Bashで”while read”ループ内で変更した変数がループ外に反映されないときの対処

2023-03-27Bash,CentOS,Linux,Ubuntu,Zsh

はじめに

よく知られていることですが、
あるコマンドの実行結果をパイプで渡し、
while read 命令で 1 行ずつ読み込んで処理する場合に
注意しないといけないことがあります。

多くのエンジニアが一度はハマったことがあるはずです。

while read ループ内で変更した変数の内容がループ外でうまく参照できない、という事象です。

「注意事項」「解決方法」 を紹介します。

検証環境

$ uname -moi
x86_64 x86_64 GNU/Linux

$ head -n 2 /etc/os-release
NAME="Ubuntu"
VERSION="21.04 (Hirsute Hippo)"

$ bash -version | head -n 1
GNU bash, バージョン 5.1.4(1)-release (x86_64-pc-linux-gnu)

seq 1 5 の実行結果を合計してみる

1〜5 の数の中から、 3 の倍数 を求めてみます。

SUM という変数を用意し、1〜5の値を加算します。

最後に SUM 変数を出力すれば、 1〜5の合計値がわかります。

$ SUM=0

$ seq 1 5 | while read -r NUM; do
  ((SUM+=$NUM))
done

$ echo $SUM
0

実行結果は 0 となってしまいました。

これはなぜでしょう?

パイプの後方はサブプロセスとなる

これはパイプの後方がサブプロセスとなります。

親プロセスで行った変数の変更は、サブプロセスから参照できます が、
サブプロセスで行った変数の変更は、親プロセスから参照できません

先程のループ処理で SUM 変数の内容を出力してみましょう。

$ SUM=0

$ seq 1 5 | while read -r NUM; do
  ((SUM+=$NUM))
   echo $SUM
done

1
3
6
10
15

$ echo $SUM
0

このように、ループ内では変数への加算は行えているのですが、その変更は親プロセスからは見えません。

解決方法 1

1 つ目の解決方法として、変数をパイプの後ろで「定義」「インクリメント」「出力」するという方法があります。

$ seq 1 5 | {
  # 定義
  SUM=0
  # インクリメント
  while read -r NUM; do
    ((SUM+=$NUM))
  done
  # 出力
  echo $SUM
}

15

正しく出力できました。

ただし、この方法では{...} ブロックを抜けた後に SUM 変数を利用することができません。

解決方法 2

パイプを使わなければよい ので、別の方法で while read コマンドに標準入力を渡してやります。

$ SUM=0

$ while read -r NUM; do
  ((SUM+=$NUM))
done < <(seq 1 5)

$ echo $SUM
15

この方法であれば、 SUM 変数を後続で利用することができます。

記述方法には注意が必要です

< <(seq 1 5) のように < の間にスペースが必要です。 <<(seq 1 5) のようにスペースなしで詰めてはいけません 。

解決方法 3

Bash 4.2 から導入された lastpipe というオプションを使う方法があります。

shopt -s lastpipe というコマンドを実行しオプションを有効にできます。

有効にすると、パイプで連結されたコマンドのうち一番最後のものを現在のシェルプロセスで実行します。

ここでは while コマンドがカレントシェルで実行されることとなります。

以下のようなスクリプトを作り、実行すると 5 という結果が表示されます。

ただし注意が必要です。
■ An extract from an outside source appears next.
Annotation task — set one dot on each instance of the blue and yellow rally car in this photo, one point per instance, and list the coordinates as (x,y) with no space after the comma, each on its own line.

インタラクティブなシェル操作ではうまく SUM 変数値はカウントアップされません。シェルスクリプトを作成して実行する必要があります

# こんなシェルスクリプトが用意されていることを確認し
$ cat main.sh
#!/usr/bin/env bash

SUM=0

shopt -s lastpipe

seq 1 5 \
  | while read -r NUM; do
    ((SUM+=$NUM))
  done

echo $SUM

# 実行してみる
$ ./main.sh
15

シェルスクリプトを作らずに、インタラクティブシェル内で shopt -s lastpipe を有効にしたい場合には、 set +m オプションも実行しておきます。
( set +m を実行することでバックグラウンドジョブをフォアグラウンドに戻せなくなるなどの弊害があるのでおすすめはしません。 )

$ SUM=0

$ shopt -s lastpipe

$ set +m

$ seq 1 5 \
  | while read -r NUM; do
    ((SUM += NUM))
  done

$ echo $SUM
15

ひとこと

はじめに書いたとおり、この問題は多くのエンジニアが一度はハマる問題でよく知られていますが、取り上げてみました。